Idee, Ziel und Hintergrund der Ausstellung
Das Haus der Geschichte in Bonn – spezialisiert auf die deutsche Geschichte vom Ende des Zweiten Weltkriegs bis in die Gegenwart und eines der vier Museen, die zur Stiftung Haus der Geschichte der Bundesrepublik Deutschland gehören – bildete in der besagten Sonderausstellung eine Reise durch den Digitalisierungsprozess in Deutschland ab. Beispielhafte Exponate veranschaulichten und vermittelten Aspekte der Digitalisierung in Deutschland aus drei Bereichen: Wirtschaft und Arbeit, Alltag und Privatleben sowie Politik und Gesellschaft. Themen wie Gaming, Dating und Erotik wurden behandelt, ebenso wie Smarthomes, digitale Kommunikation und sich wandelnde Berufsbilder aber auch Datensammlung, der "gläserne Bürger" oder Digital Detox. Neben Führungen und sogenannten Begleitungen – dialogorientierte Rundgänge durch die Ausstellung – bot das Museum auch einen Open Space an, wo es an mehreren Terminen "zum Diskutieren, Ausprobieren und Mitmachen"[1] einlud. Hohen Kuriositätsfaktor besaß dabei der Segensroboter "BlessU‑2", von dem man sich an ausgewählten Terminen einen Segensspruch abholen kann.
Anhand der exemplarisch herausgegriffenen Digitalisierungsaspekte sollte das "vielschichtige Thema und seine komplexe Dynamik […] anhand von Alltagserfahrungen deutlich werden."[2] Das selbstgesteckte Ziel lautete dabei, "die Ambivalenz von Chancen und Risiken besser erkennen und beurteilen zu können".[3]
Aufbau
Obwohl es in dieser Sonderausstellung nicht vorrangig um Künstliche Intelligenz ging, wurde dem Thema KI bereits im Anfangsbereich ein Raum gewidmet. Hier fand eine direkte Gegenüberstellung von den Anfängen der Computerära in Deutschland, mit dem erste Zuse-Computer Z3, und der digitalen Gegenwart mit Robotik und KI statt. Um diese ging es konkret in Form von den folgenden Exponaten: Eine Möglichkeit mit ELIZA, der ersten Sprach-KI, zu chatten; ein offener Brief von 2015 mit Forderungen von KI-Wissenschaftler:innnen an die Bundesregierung zu Regulierungen der KI-Entwicklung, um die Gemeinnützigkeit von KI-Systemen zu gewährleisten; Robotikbeispielen aus Science-Fiction (Die "Rules of Robotics" aus dem Film I am Legend und ein Terminator-Modell) und damit verknüpften Fragen, ob Maschinen denken und fühlen können (in der Ausstellung direkt beruhigend verneint); und schließlich wurde das Thema Kreativität von KI anhand einer KI-vollendeten Version der Unvollendeten von Beethoven sowie einem preisgekrönten Gedicht aus KI-"Hand" behandelt.

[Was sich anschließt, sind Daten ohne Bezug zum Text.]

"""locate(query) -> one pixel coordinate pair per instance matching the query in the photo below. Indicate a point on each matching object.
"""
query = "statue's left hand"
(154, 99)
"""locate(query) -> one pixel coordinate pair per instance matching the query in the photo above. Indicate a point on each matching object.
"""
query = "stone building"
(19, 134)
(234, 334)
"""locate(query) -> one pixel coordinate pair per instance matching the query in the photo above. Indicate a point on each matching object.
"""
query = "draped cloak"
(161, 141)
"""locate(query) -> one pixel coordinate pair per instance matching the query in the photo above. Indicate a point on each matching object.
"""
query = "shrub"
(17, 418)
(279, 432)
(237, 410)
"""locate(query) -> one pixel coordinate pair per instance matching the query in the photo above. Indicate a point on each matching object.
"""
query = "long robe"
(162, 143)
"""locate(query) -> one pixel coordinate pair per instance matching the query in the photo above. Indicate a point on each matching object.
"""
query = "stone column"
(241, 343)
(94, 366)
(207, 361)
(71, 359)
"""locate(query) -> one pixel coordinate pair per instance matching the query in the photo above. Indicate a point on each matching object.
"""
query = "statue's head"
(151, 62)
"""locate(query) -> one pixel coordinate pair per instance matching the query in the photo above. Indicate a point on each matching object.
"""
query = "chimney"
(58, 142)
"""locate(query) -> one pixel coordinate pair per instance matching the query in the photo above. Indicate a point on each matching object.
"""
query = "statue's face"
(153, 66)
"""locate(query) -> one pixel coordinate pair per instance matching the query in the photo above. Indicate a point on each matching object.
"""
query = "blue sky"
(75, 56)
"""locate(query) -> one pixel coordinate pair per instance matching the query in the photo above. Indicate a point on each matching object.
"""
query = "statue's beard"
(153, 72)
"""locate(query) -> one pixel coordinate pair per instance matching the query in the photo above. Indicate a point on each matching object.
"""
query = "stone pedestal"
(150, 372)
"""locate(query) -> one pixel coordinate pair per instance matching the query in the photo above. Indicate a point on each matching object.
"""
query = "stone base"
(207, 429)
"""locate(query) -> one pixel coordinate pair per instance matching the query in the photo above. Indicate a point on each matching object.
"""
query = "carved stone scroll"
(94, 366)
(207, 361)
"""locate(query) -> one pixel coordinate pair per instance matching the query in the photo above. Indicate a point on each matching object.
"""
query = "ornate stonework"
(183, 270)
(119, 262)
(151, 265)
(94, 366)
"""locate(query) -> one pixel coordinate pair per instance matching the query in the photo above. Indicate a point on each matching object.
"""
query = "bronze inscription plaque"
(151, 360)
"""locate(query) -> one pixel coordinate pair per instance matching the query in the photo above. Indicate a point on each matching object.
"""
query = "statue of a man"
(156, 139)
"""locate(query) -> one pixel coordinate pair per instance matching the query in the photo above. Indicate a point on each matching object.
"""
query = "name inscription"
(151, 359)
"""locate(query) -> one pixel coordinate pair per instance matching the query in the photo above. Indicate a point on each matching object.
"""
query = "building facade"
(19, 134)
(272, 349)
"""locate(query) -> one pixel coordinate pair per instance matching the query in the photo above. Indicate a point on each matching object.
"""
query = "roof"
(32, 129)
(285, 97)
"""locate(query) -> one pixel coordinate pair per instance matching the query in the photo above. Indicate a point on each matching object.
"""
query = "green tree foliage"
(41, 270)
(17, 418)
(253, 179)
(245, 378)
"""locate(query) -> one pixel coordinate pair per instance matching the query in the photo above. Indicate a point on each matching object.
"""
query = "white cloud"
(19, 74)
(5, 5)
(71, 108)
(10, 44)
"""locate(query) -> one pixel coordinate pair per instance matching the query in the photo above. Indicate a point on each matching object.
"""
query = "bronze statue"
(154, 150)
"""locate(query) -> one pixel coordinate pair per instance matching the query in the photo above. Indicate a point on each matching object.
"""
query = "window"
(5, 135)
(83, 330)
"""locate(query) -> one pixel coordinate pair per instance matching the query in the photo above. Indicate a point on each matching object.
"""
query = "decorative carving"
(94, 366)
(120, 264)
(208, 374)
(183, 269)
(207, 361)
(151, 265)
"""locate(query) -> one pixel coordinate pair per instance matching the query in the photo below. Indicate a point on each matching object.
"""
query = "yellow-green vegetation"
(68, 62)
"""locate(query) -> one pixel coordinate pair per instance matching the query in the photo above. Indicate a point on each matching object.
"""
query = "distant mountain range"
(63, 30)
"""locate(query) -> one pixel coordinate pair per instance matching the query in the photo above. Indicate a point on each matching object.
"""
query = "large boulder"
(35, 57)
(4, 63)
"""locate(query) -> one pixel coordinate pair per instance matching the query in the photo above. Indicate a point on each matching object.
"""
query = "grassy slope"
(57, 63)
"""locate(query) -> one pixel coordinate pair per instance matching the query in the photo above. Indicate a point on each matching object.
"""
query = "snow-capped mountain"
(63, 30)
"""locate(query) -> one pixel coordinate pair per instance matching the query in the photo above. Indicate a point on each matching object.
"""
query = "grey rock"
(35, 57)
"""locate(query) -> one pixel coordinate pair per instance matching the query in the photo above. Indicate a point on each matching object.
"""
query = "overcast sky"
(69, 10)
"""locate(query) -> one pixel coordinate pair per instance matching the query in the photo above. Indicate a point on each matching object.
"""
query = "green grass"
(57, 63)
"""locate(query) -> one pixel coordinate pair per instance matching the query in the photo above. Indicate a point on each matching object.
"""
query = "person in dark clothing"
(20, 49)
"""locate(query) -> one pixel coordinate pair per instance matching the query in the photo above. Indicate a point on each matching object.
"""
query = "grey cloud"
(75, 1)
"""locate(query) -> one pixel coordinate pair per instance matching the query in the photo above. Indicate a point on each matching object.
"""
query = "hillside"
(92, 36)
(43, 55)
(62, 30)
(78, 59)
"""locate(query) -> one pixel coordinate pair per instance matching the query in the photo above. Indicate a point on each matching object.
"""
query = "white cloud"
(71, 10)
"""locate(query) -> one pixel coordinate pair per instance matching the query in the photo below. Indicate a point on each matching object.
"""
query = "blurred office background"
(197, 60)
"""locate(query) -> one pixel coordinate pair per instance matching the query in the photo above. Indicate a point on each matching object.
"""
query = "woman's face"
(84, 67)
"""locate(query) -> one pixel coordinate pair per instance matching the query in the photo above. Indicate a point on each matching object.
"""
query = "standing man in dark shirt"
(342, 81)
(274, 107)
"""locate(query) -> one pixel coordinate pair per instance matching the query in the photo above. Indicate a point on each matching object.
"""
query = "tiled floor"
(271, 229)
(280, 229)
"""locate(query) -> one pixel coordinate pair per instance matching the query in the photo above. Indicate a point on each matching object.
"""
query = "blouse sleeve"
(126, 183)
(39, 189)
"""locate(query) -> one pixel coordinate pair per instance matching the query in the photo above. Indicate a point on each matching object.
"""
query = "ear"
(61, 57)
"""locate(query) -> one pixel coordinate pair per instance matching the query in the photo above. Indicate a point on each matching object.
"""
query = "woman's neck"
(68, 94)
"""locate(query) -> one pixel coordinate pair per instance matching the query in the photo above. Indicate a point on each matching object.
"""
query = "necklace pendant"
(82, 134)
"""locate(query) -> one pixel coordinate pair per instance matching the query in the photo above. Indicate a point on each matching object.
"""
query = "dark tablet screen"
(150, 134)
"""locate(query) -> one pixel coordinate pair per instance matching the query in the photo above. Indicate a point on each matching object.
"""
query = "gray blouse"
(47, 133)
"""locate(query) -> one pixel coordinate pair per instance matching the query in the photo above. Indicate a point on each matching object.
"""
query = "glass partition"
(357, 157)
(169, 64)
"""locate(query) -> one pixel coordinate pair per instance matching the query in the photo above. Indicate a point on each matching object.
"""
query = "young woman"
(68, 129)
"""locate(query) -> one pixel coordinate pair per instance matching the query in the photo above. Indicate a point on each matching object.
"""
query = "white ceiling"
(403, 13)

Die Gamification, also die Einbindung von spielerischen Elementen zur Wissensvermittlung, wurde durch die ganze Ausstellung hinweg kreativ umgesetzt: An Stationen mit Bildschirmen konnten Besucher:innen mit einer eingangs erhaltenen persönlichen Chipkarte einen Game-Parkour durchlaufen, in dem kleine, zu den verschiedenen vorgestellten Themen passende Spiele gespielt wurden.
Perspektive auf KI
Die Sicht auf KI ist vordergründig nicht wertend. Beschäftigt wurde sich vor allem mit den Fragen, was KI kann und wo ihre Grenzen liegen sowie Themen wie Kreativität, Gefühle, Denken. Dabei blieb es aber oberflächlich: Erklärungen fielen kurz aus, es wurden wenig bis keine Hintergrundinformation gegeben. Der Fokus lag offenbar eher darauf, zu zeigen (und damit zu überraschen), was alles möglich ist und dass man keine Angst vor der Technologie haben muss. Ausbalanciert wurde dieser Eindruck zumindest durch das Herausgreifen von kritischen Aspekten wie Diskriminierung durch KI-Systeme und dem damit verbundenen Hinweis auf die Abhängigkeit der Algorithmen von den ihnen zugrundeliegenden Daten: "Garbage In, Garbage Out". Dieser Hinweis ganz zu Beginn der Ausstellung bezog sich nicht nur explizit auf Künstliche Intelligenz, sondern allgemein auf Algorithmen und Verarbeitung von Daten im Digitalen Raum, geknüpft an das Beispiel von Google-Suchen.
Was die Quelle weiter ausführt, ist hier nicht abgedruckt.